The senators lay out how the ongoing investigation by Massachusetts and New York attorneys general (AG) into potential crimes committed by ExxonMobil is "something state AGs do every day. Sometimes AGs uncover fraud and sometimes they don't, but if the evidence warrants it, the question of fraud will be resolved in open court, with all the evidence on public display."
"But instead of applauding the AGs for doing their jobs," Warren and Whitehouse continue, "this particular investigation against this particular oil company has brought down the wrath of congressional Republicans--and a swift effort to shut down the investigation before any evidence becomes public."
As Common Dreams has previously reported, the House Science, Space, and Technology Committee, led by chairman Lamar Smith (R-Tex.), issued subpoenas last month demanding information about the ExxonKnew investigations, accusing the probe of infringing on Exxon's First Amendment rights. Massachusetts AG Maura Healey, New York AG Eric Schneiderman, and the eight targeted climate groups continue to defy that order.
"We say, good for them," declared the senators.
Warren and Whitehouse then nail their "fossil-fuel-backed" Republican colleagues for "bully[ing] those who dare bring facts of possible corporate malfeasance to ... attention."
Citing the hundreds of thousands of dollars in campaign contributions received by both Smith and Senate Environment and Public Works Committee chairman Jim Inhofe (R-Okla.)--who called the state AGs' investigation as a "misuse of power" and "politics at its worst"--they continue:
The greater abuse comes when congressional committees appear to operate at the behest of the industries they are meant to oversee.

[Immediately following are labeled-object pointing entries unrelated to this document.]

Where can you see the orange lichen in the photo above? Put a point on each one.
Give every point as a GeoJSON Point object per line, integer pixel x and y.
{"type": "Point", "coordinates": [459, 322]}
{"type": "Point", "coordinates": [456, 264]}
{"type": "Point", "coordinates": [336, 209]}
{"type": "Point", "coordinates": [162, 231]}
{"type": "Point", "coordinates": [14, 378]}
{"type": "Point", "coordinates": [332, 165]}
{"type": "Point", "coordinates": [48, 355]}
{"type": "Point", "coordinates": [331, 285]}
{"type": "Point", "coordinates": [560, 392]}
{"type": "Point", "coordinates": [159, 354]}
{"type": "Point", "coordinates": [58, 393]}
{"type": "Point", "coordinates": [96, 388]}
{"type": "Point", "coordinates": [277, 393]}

Congressional investigations and hearings have a unique ability to focus a nation's attention and bring facts of public importance to light. As committee chairmen, Smith and Inhofe can direct their committees' authority as they see fit, but using that power to stifle lawful state investigations doesn't advance the First Amendment, it tramples on it.
So we have an alternative suggestion. If Chairmen Smith and Inhofe are concerned about the First Amendment rights of ExxonMobil, they should each call a hearing, ask ExxonMobil executives to testify, and give them the opportunity to set the record straight. A committee chairman could do little more to protect any person's right to speak freely than to give that person the chance to testify before Congress.
Reacting to the stinging take down, 350.org co-founder Bill McKibben, who was arrested last fall after staging a protest to draw attention to the climate change cover-up, wrote on Twitter Wednesday:
\u201cExxon tried to intimidate its Congressional critics. Turns out @SenWhitehouse is not easily spooked. Nor @SenWarren https://t.co/odIZbi4rN7\u201d— Bill McKibben (@Bill McKibben) 1470837857
On Monday, Healey doubled down on her accusations against Exxon, filing a motion in a Texas federal court that charges the company with continuing "to make apparently misleading and deceptive statements to investors and consumers" about the viability of their operations, specifically the long-term burning of fossil fuels.
Inside Climate News, which was one of the two news outlets that initially exposed Exxon for hiding evidence and spreading misinformation about fossil fuels and climate change, reported Tuesday:
As evidence of the company's lack of candor, Healey cited an Exxon statement to the U.S. Securities and Exchange Commission this year and a report the company prepared for shareholders in 2014 that said, "We are confident that none of our hydrocarbon reserves are now or will become 'stranded.'"
Investors face financial peril if substantial portions of Exxon's vast fossil fuel reserves are unable to be burned because of the international climate agreement limiting carbon dioxide emissions.
"Those assets--valued in the billions--will be stranded, placing shareholder value at risk," said one of the briefs.
Healey has argued that is reason enough to investigate Exxon under the state's Consumer Protection Act.